Nulife has New York furnace up and running

Nulife Glass has begun processing leaded CRT glass at its newly built furnace in Dunkirk, N.Y.

Simon Greer, the company’s founder and owner, told E-Scrap News the company expects to be able to process about 3,650 tons of leaded glass per year for the next decade.

He said the furnace is “almost at full-speed” and able to produce lead with a purity level of 99.9 percent. “I said I would build a furnace and I have,” Greer said.

The milestone, more than two years in the making, was reached after extensive testing showed the system was capable of successfully separating the lead from the glass. Doe Run is only other company in the U.S. with an active furnace processing CRT glass.

Constraints on the CRT glass recycling market have been well-documented by E-Scrap News and others. The startup of Nulife’s operation marks a noteworthy addition to the downstream landscape.

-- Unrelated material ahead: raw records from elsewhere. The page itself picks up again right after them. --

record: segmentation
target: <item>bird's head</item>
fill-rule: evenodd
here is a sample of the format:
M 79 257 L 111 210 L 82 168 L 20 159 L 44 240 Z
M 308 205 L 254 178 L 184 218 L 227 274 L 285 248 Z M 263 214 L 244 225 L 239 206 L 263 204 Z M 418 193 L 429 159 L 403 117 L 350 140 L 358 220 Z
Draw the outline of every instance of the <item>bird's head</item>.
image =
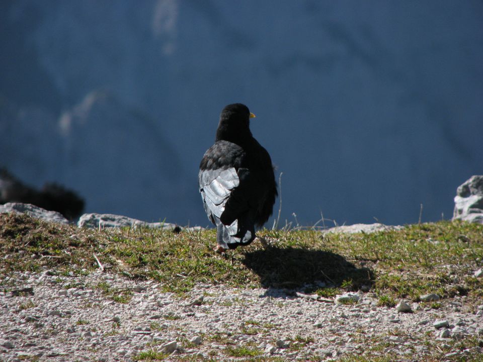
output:
M 237 144 L 247 137 L 251 137 L 250 118 L 255 117 L 248 107 L 241 103 L 226 106 L 220 115 L 216 140 L 224 140 Z

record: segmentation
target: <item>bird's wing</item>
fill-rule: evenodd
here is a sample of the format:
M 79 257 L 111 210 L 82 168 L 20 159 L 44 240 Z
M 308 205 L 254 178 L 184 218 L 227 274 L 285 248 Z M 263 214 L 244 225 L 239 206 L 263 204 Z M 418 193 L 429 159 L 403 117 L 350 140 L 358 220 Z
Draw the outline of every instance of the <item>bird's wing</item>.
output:
M 211 221 L 219 219 L 232 191 L 239 185 L 239 178 L 234 167 L 226 169 L 200 171 L 200 192 L 205 211 Z

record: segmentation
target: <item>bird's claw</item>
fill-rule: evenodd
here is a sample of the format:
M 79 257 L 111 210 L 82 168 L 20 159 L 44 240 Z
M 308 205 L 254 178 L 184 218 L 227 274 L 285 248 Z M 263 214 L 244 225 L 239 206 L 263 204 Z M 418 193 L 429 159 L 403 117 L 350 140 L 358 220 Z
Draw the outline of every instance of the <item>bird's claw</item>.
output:
M 224 254 L 226 250 L 226 249 L 221 245 L 216 245 L 216 246 L 213 248 L 213 251 L 218 254 Z

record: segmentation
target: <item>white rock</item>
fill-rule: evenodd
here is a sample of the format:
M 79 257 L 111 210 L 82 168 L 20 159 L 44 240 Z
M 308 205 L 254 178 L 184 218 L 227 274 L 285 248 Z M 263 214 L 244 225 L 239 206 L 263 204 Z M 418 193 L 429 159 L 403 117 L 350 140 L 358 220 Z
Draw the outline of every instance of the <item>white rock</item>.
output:
M 176 347 L 178 346 L 178 343 L 176 340 L 172 341 L 165 344 L 163 344 L 161 347 L 162 350 L 167 353 L 172 353 L 176 350 Z
M 433 326 L 436 329 L 443 327 L 449 327 L 449 323 L 446 319 L 437 319 L 433 323 Z
M 425 294 L 419 297 L 422 302 L 434 302 L 440 300 L 439 296 L 434 293 L 430 294 Z
M 451 331 L 448 328 L 444 328 L 439 332 L 440 338 L 449 338 L 451 335 Z
M 404 340 L 399 336 L 389 336 L 387 338 L 387 340 L 389 342 L 392 342 L 393 343 L 404 343 Z
M 199 345 L 201 344 L 201 337 L 199 336 L 196 336 L 192 338 L 190 341 L 196 345 Z
M 267 354 L 272 354 L 277 350 L 277 347 L 269 343 L 265 346 L 265 352 Z
M 413 309 L 411 306 L 404 301 L 400 301 L 396 306 L 396 309 L 400 313 L 412 313 Z
M 342 304 L 346 303 L 355 303 L 359 301 L 360 297 L 357 293 L 347 293 L 336 296 L 336 303 Z
M 30 204 L 22 203 L 7 203 L 0 205 L 0 214 L 15 212 L 28 214 L 32 217 L 41 219 L 46 221 L 60 224 L 68 224 L 69 222 L 63 216 L 56 211 L 49 211 Z
M 84 214 L 77 223 L 78 227 L 93 229 L 121 227 L 147 227 L 152 229 L 174 230 L 178 227 L 168 223 L 148 223 L 137 219 L 112 214 Z

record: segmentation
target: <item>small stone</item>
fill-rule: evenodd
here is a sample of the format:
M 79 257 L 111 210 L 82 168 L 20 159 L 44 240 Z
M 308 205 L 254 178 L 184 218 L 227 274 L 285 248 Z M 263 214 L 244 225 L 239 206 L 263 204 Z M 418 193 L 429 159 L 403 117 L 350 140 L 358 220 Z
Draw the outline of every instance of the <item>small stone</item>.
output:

The New York location, which receives and crushes only bare CRT tubes, currently has “less than two years’ worth” of feedstock available for processing and the company anticipates that total will “rise considerably” in 2016. A series of audits by potential new partners is slated for next week, Greer said.

While in the past the company had to contend with competitors offering to take CRT glass for less than Nulife, Greer says that’s no longer the case.

“I think the generators have become more diligent,” Greer said. “There have been so many stories of people burying glass or just storing it in warehouses with no plans, no technology, and I think that people are scared of it, and rightfully so.”

While lead can be sold rather easily, Greer is also hoping to find a home for the de-leaded glass. At present, the material is going towards use in aggregate products, but he hopes Nulife will be able to identify more lucrative, “higher-end” applications in the near future.

The company currently employs about 25 workers at the Dunkirk site and hopes to about double that number in the near future. “With the amount of tubes that are going to be coming in, we need to make sure we can handle them as quickly as we can,” Greer said.